Correlation helps us find how two sets of numbers relate to each other. It shows if they move together or not.

Comparing daily temperatures in two cities to see if they change similarly.
Checking if sales of two products increase or decrease together over time.
Analyzing if two sensors in a machine give related readings.
Finding patterns between stock prices of two companies.
Syntax
SciPy
scipy.signal.correlate(a, v, mode='full', method='auto')

a and v are the two data arrays to compare.

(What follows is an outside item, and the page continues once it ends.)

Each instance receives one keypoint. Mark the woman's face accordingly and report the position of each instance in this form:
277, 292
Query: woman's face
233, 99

mode controls the size of the output: 'full' gives the complete correlation.

Examples
Basic correlation of two small lists with default 'full' mode.
SciPy
from scipy.signal import correlate

result = correlate([1, 2, 3], [0, 1, 0.5])
Correlation only where the arrays fully overlap.
SciPy
correlate([1, 2, 3], [0, 1, 0.5], mode='valid')
Correlation output is the same size as the first array.
SciPy
correlate([1, 2, 3], [0, 1, 0.5], mode='same')
Sample Program

This program calculates the correlation between two lists of numbers. It shows how similar they are at different shifts.

SciPy
from scipy.signal import correlate

# Two simple data sequences
data1 = [1, 2, 3, 4]
data2 = [0, 1, 0.5]

# Calculate full correlation
corr = correlate(data1, data2)

print('Correlation result:', corr)
OutputSuccess
Important Notes

The correlation result length is len(a) + len(v) - 1 when mode='full'.

Correlation can help find delays or shifts between signals.

Summary

Correlation measures similarity between two data sets at different shifts.

Use scipy.signal.correlate to compute it easily in Python.

Different modes control the size of the output array.